Quel pasticciaccio brutto del caso Almasri e del suo rilascio, pone l’Italia in una situazione complessa a livello internazionale.
Secondo la Corte Penale Internazionale il libico Almasri è un criminale di guerra da portare a giudizio. Le accuse riguardano i crimini di guerra di trattamento inumano, tortura, stupro e omicidio, nonché i crimini contro l’umanità di reclusione, tortura, stupro, omicidio e persecuzione.
Viene fermato Sabato 18 Gennaio a Torino per assistere al match Juventus-Milan, mentre è in auto con altri tre libici. In una nota del 22 la CPI, scrive che sabato “ha presentato una richiesta di arresto dell’indagato a sei Stati parte, tra cui la Repubblica italiana“.
Per questo motivo domenica la Digos di Torino raggiunge Almasri nel suo albergo, lo arresta portandolo nel carcere delle Vallette.
Quello che l’Italia doveva fare è disciplinato dalla legge. 237 del 20 dicembre 2012 al fine di collaborare con la CPI.
A questo punto non ci sarebbero dovuti essere intoppi, perché la procedura è semplice. A quanto pare un errore procedurale commesso dalla questura di Torino ha causato il rimpatrio del criminale. L’ordinanza della Corte d’Appello di Roma ha infatti stabilito che gli agenti non avevano il potere di procedere autonomamente al fermo.
Infatti per i mandati della Corte penale internazionale è necessario il passaggio preliminare attraverso il ministero della Giustizia, anche se la giurisprudenza non concorda su questo e dice che la CPI è sufficiente a bypassare il ministero. Gli atti, dicono, giungono a Nordio solamente lunedì.
Il silenzio di Nordio alle richieste di Torino sono un mistero. “Ministro interessato… in data 20 gennaio, immediatamente dopo aver ricevuto gli atti dalla Questura di Torino, e che, ad oggi, non ha fatto pervenire nessuna richiesta in merito“, è scritto nel parere che il procuratore invierà alla Corte d’appello il 21.

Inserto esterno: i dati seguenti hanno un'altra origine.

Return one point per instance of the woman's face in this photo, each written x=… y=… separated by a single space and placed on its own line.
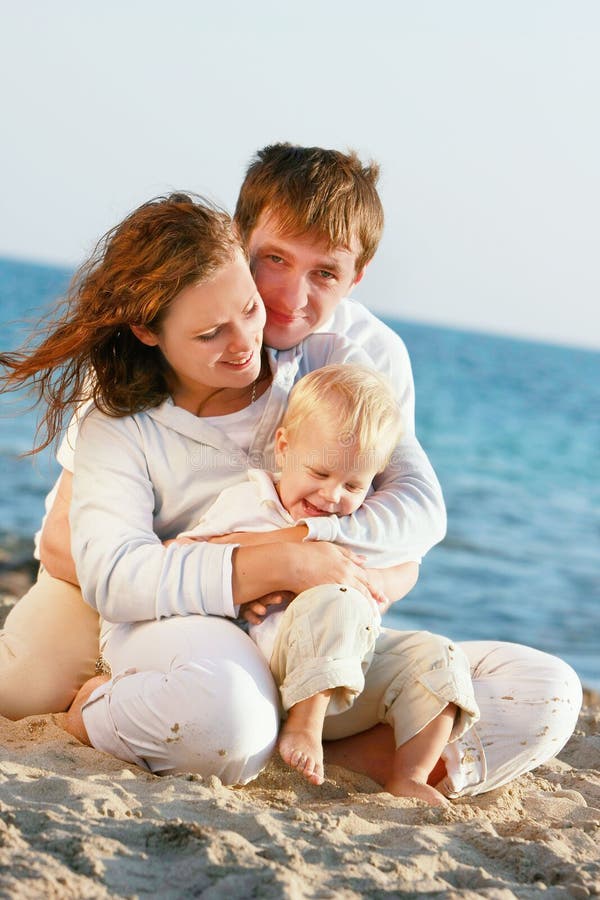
x=211 y=336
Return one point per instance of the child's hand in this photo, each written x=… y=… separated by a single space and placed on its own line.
x=255 y=610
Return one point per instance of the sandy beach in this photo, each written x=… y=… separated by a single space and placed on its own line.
x=75 y=823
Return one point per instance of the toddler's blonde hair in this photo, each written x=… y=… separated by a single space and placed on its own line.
x=358 y=401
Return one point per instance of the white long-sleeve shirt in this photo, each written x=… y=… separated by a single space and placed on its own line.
x=141 y=479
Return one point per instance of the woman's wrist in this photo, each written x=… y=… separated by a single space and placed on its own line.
x=259 y=570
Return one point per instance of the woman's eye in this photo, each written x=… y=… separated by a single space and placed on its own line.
x=209 y=336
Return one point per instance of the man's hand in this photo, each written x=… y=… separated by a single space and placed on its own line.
x=255 y=610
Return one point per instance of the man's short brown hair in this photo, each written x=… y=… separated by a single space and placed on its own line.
x=312 y=190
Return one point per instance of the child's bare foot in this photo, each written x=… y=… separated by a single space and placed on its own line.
x=408 y=787
x=73 y=722
x=303 y=751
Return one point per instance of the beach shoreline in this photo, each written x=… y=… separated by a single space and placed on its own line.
x=75 y=822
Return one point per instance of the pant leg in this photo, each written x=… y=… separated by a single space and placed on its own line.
x=189 y=694
x=325 y=639
x=48 y=649
x=413 y=676
x=529 y=702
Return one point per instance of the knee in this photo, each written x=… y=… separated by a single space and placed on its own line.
x=337 y=603
x=230 y=727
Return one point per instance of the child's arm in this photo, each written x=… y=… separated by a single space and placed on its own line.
x=394 y=582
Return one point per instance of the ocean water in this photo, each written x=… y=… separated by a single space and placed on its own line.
x=513 y=431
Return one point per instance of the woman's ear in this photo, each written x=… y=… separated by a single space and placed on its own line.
x=143 y=334
x=281 y=447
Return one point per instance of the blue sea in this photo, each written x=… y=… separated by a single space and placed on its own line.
x=513 y=431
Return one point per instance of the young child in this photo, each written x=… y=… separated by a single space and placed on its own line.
x=340 y=428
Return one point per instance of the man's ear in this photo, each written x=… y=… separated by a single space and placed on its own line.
x=360 y=275
x=281 y=446
x=143 y=334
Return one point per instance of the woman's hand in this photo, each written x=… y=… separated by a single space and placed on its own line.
x=294 y=534
x=294 y=567
x=320 y=562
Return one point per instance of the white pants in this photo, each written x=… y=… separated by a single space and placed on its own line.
x=201 y=699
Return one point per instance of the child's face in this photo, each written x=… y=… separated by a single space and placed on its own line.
x=321 y=475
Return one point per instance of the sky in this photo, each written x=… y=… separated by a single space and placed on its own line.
x=484 y=116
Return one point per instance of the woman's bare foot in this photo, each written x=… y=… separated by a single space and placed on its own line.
x=407 y=787
x=73 y=722
x=303 y=751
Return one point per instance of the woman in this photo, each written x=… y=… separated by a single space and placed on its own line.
x=168 y=320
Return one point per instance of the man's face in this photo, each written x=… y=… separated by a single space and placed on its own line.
x=300 y=280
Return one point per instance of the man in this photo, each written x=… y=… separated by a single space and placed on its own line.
x=311 y=221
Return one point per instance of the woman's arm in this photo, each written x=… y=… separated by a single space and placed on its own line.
x=125 y=571
x=55 y=540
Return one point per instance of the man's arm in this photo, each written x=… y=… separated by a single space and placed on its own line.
x=55 y=540
x=405 y=516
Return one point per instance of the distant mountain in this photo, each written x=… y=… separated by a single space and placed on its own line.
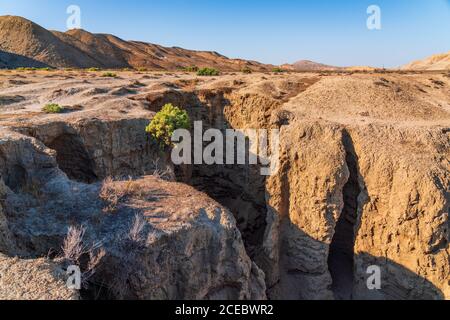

Quindi, Martedì un jet decolla da Roma e la Procura chiede la scarcerazione di Almasri. Il Falcon 900 della presidenza del Consiglio parte alle 10.14 e un’ora dopo è a Torino, dove attenderà per sette ore prima di decollare. Il Ministero della Giustizia ha 7 ore per dare ancora una convalida. Passaggio che non è mai avvenuto, costringendo la Corte d’appello a ordinare il rilascio del detenuto. L’uomo è stato quindi espulso dall’Italia ed è già rientrato in Libia. Coordinazione tra gli apparati giudiziari pari a zero.